How Video Conferencing Security Works

Secure Video Conferencing Setup

Companies strive to secure conferences.
Companies strive to secure conferences.
© Photographer: Pichunter | Agency:

With an encryption box in place on the video/audio/data line, the only thing that needs to be secured is the dialing line. There are two options for securing the dialing line:

Dialing from the IMUX

One way to get around the security vulnerability associated with the dialing line is to bypass the dialing line entirely. A properly trained and certified technician can dial and initiate video-conference calls directly from the IMUX itself. To do this, the technician might have to disconnect and reconnect cables, sometimes located in remote areas [source: Security for Videoconferencing]. 

Dialing from the IMUX effectively secures the video-conference system, but requires time and special expertise to switch from nonsecure to secure mode and back again.

Dialing from the CODEC Menu Using an Optical Dial Isolator

For practical reasons, it's quicker and easier to initiate and dial both secure and unsecure calls from the video conferencing CODEC's on-screen menu rather than having to rewire the IMUX every time.

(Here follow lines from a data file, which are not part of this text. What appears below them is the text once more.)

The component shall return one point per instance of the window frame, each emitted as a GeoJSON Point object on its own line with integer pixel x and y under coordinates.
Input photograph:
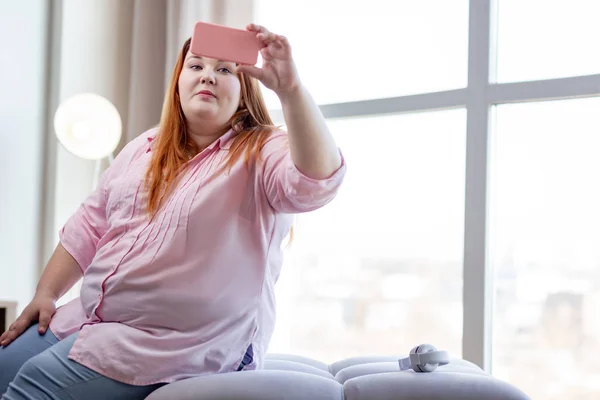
{"type": "Point", "coordinates": [480, 95]}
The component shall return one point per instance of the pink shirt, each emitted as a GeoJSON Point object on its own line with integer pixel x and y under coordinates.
{"type": "Point", "coordinates": [186, 293]}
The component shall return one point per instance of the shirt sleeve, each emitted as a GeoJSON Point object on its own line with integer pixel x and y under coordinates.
{"type": "Point", "coordinates": [287, 189]}
{"type": "Point", "coordinates": [84, 229]}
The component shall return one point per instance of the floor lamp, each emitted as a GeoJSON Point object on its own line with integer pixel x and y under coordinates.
{"type": "Point", "coordinates": [89, 126]}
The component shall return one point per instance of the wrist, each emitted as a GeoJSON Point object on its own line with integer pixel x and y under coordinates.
{"type": "Point", "coordinates": [41, 292]}
{"type": "Point", "coordinates": [290, 94]}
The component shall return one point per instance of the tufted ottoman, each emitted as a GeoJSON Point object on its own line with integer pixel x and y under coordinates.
{"type": "Point", "coordinates": [364, 378]}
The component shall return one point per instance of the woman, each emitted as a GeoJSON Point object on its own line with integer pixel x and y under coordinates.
{"type": "Point", "coordinates": [180, 245]}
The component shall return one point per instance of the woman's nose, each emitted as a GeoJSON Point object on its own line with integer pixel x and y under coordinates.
{"type": "Point", "coordinates": [207, 79]}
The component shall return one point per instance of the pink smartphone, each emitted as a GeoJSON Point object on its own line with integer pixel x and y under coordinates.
{"type": "Point", "coordinates": [224, 43]}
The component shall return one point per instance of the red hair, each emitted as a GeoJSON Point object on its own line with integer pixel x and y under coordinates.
{"type": "Point", "coordinates": [172, 145]}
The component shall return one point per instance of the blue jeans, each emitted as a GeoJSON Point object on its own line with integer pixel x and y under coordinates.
{"type": "Point", "coordinates": [36, 366]}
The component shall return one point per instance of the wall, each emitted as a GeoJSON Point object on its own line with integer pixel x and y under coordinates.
{"type": "Point", "coordinates": [23, 65]}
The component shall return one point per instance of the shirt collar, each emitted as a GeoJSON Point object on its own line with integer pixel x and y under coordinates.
{"type": "Point", "coordinates": [224, 142]}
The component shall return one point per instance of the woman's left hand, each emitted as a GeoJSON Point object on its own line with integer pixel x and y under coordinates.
{"type": "Point", "coordinates": [278, 71]}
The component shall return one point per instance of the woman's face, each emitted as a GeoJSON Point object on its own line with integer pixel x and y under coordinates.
{"type": "Point", "coordinates": [209, 91]}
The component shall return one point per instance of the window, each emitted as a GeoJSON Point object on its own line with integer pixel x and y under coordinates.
{"type": "Point", "coordinates": [384, 259]}
{"type": "Point", "coordinates": [540, 39]}
{"type": "Point", "coordinates": [529, 174]}
{"type": "Point", "coordinates": [545, 231]}
{"type": "Point", "coordinates": [347, 51]}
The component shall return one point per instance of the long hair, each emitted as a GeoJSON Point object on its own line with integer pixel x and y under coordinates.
{"type": "Point", "coordinates": [251, 122]}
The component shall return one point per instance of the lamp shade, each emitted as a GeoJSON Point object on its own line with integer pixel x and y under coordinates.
{"type": "Point", "coordinates": [88, 125]}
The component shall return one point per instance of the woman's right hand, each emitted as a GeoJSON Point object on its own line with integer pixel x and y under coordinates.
{"type": "Point", "coordinates": [41, 309]}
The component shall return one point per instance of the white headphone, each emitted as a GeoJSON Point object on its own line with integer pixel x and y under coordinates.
{"type": "Point", "coordinates": [424, 358]}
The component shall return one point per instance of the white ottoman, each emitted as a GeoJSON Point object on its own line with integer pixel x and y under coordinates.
{"type": "Point", "coordinates": [292, 377]}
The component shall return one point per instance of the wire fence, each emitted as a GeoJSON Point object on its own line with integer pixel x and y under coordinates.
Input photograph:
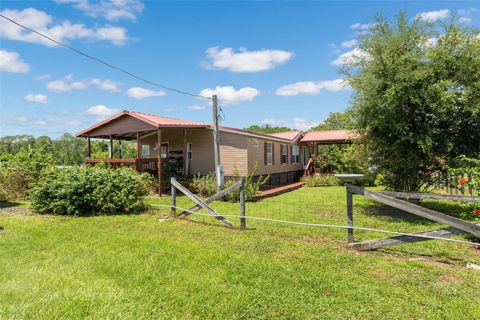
{"type": "Point", "coordinates": [319, 214]}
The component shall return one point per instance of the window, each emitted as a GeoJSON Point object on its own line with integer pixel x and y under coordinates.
{"type": "Point", "coordinates": [296, 154]}
{"type": "Point", "coordinates": [269, 153]}
{"type": "Point", "coordinates": [164, 150]}
{"type": "Point", "coordinates": [145, 150]}
{"type": "Point", "coordinates": [189, 151]}
{"type": "Point", "coordinates": [284, 154]}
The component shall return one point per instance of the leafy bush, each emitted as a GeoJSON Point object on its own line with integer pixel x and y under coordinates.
{"type": "Point", "coordinates": [204, 186]}
{"type": "Point", "coordinates": [18, 172]}
{"type": "Point", "coordinates": [90, 190]}
{"type": "Point", "coordinates": [252, 185]}
{"type": "Point", "coordinates": [318, 180]}
{"type": "Point", "coordinates": [468, 177]}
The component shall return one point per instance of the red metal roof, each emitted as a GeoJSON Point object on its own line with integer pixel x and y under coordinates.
{"type": "Point", "coordinates": [151, 119]}
{"type": "Point", "coordinates": [289, 135]}
{"type": "Point", "coordinates": [254, 133]}
{"type": "Point", "coordinates": [159, 121]}
{"type": "Point", "coordinates": [329, 136]}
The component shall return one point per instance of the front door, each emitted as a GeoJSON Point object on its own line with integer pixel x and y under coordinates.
{"type": "Point", "coordinates": [305, 156]}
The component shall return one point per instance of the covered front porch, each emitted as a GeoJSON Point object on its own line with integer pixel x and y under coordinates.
{"type": "Point", "coordinates": [314, 141]}
{"type": "Point", "coordinates": [163, 145]}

The problem is that the copper wire used in the dialing line produces data radiation levels that don't comply with the military's TEMPEST security standards. With the right equipment, however, it's possible to eliminate the data radiation problem without getting rid of the dialing line altogether.

This piece of equipment is called an optical dial isolator. Instead of transmitting data over a copper wire, the optical dial isolator uses fiber-optic cables that convert data into optical light streams that emit no data radiation at all. The isolator needs to be installed between the CODEC and the IMUX on the dialing line.

Using an optical dial isolator makes it easy for organizations like the government or the military to easily switch back and forth between unsecure and secure calls directly from the CODEC's on-screen menu. And with an encryption box already in place on the video/audio/data line, the video conferencing setup is now completely secure.